As prices are formed in the FOREX market

On short-time scans (intraday trading) within one. Cycle in the process of pricing in the market FOREX observed systematic bias. How it can be effectively used in trading - described in the article.

On Fractal and market efficiency

As you know, pricing on FOREX can be described using the theory of fractal market, which was a logical extension of understanding of the efficient market [1-4]. Let me remind you that in this theory compares the "truth" (estimated) price of an asset to its market price. The problem is, how much and how often the market can underestimate or overestimate an asset. A trader who has discovered or underestimate market asset would be able to risk-free profit. Efficient market hypothesis tells us that this is impossible. Indeed, in the course of the test asset laid almost all the available information to market participants. It follows that the observed exchange rate fluctuations should be random, and no one can predict the market price. The existence of the market as a stable system with liquid assets necessary to carry on its trade. Foreign exchange market with its fractal structure of the normal probability distribution of price changes on intervalevremeni chosen depending on the volatility of the market, and regardless of the depth of the investment horizon - is a stable, self-regulating system.

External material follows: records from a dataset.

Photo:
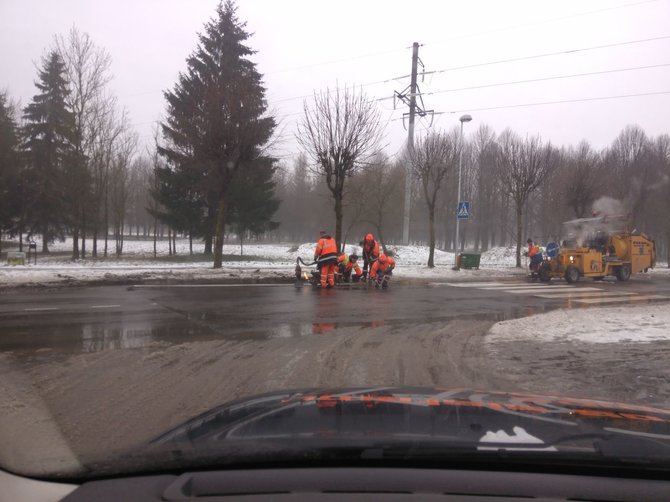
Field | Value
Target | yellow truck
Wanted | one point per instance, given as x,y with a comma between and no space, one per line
597,248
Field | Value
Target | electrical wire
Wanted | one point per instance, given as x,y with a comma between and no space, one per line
562,101
544,79
538,56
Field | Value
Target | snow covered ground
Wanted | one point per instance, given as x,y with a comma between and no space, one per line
259,262
264,262
628,324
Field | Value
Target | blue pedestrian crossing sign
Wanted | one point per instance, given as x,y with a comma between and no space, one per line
463,211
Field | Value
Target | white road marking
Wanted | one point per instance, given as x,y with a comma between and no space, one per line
548,289
468,284
210,285
577,293
532,286
593,301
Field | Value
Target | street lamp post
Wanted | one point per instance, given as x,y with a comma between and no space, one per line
463,118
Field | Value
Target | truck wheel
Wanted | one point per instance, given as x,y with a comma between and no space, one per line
545,272
623,273
571,274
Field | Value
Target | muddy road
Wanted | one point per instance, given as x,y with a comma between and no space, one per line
115,367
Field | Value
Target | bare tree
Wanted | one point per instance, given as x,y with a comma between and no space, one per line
523,165
486,189
119,186
582,178
435,157
109,127
381,184
87,68
340,131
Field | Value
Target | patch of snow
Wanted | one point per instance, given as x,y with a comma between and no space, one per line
520,435
626,324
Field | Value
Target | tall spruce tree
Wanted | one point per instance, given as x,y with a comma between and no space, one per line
9,165
48,133
217,120
252,203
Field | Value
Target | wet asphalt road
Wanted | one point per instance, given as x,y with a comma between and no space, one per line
91,319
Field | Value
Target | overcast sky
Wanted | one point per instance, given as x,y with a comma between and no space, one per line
310,45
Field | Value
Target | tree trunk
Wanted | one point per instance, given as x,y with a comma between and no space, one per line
219,230
45,239
75,244
519,227
83,235
155,235
431,241
338,219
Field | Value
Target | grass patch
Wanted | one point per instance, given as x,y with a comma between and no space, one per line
200,257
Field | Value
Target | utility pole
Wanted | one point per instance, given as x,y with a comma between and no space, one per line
409,98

Since the market involves a lot of investors with different investment horizons, the crash or panic on one investment horizon will be absorbed and mitigated by other horizons. Each market participant has an investment horizon and decides, in accordance with the duration and the expected behavior of the market at a specific time period.

However, if the market had the same investment horizon, he would become unstable and illiquid. Lack of liquidity in the market creates a panic. Thus, the source of market liquidity - investors with different investment horizons, different conclusions on technical analysis (or different interpretations of the fundamental information) and, therefore, have a different understanding of the investigated asset prices.

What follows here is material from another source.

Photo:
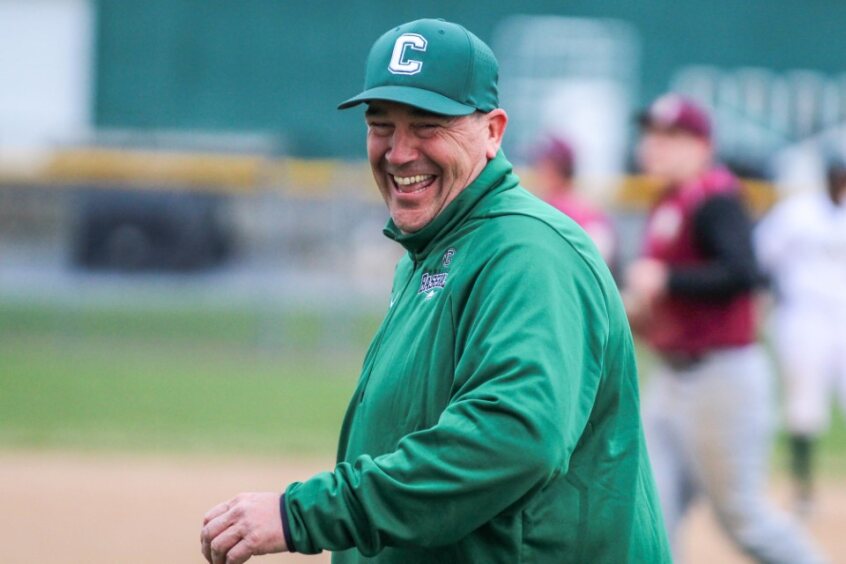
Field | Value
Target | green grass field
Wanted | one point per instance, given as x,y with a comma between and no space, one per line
200,381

Since market prices are constantly experiencing fluctuations, then, according to Soros, market equilibrium in life is very rare. [5] Supply and demand curves correlate HE only among themselves but also with the mindset of market participants, which may, in turn, significantly affect these same curves.

Decisions about purchases or sales are made based on expectations of future prices, which, oddly enough, are largely determined by these decisions in real time. All this is to a large extent resembles the amplifier with positive feedback. Projections and actions of market participants <random> price fluctuations serve as the self-fulfilling prophecy.

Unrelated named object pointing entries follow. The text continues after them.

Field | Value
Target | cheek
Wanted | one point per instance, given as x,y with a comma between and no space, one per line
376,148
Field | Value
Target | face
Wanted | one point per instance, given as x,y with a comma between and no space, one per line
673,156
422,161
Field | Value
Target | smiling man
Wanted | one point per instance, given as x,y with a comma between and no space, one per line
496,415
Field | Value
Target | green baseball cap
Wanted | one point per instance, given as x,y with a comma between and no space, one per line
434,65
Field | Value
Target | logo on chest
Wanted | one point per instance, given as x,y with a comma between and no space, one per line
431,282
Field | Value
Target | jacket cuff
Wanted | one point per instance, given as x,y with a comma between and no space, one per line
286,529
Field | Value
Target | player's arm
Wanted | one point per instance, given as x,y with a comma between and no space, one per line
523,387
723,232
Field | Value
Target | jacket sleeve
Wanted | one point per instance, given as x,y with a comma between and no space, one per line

Expectations and price fluctuation amplitude

The role of expectations in recent years has increased markedly because traders the opportunity to work with a large bank on the shoulder of many segments of the financial market. Amplitude fluctuations of the prices have increased due to the possibility to instantly attract notable capital markets and manage <circuited> online intraday trading. In this situation, there is no guarantee that the <basic> drivers will manage and extinguish such fluctuating price hikes.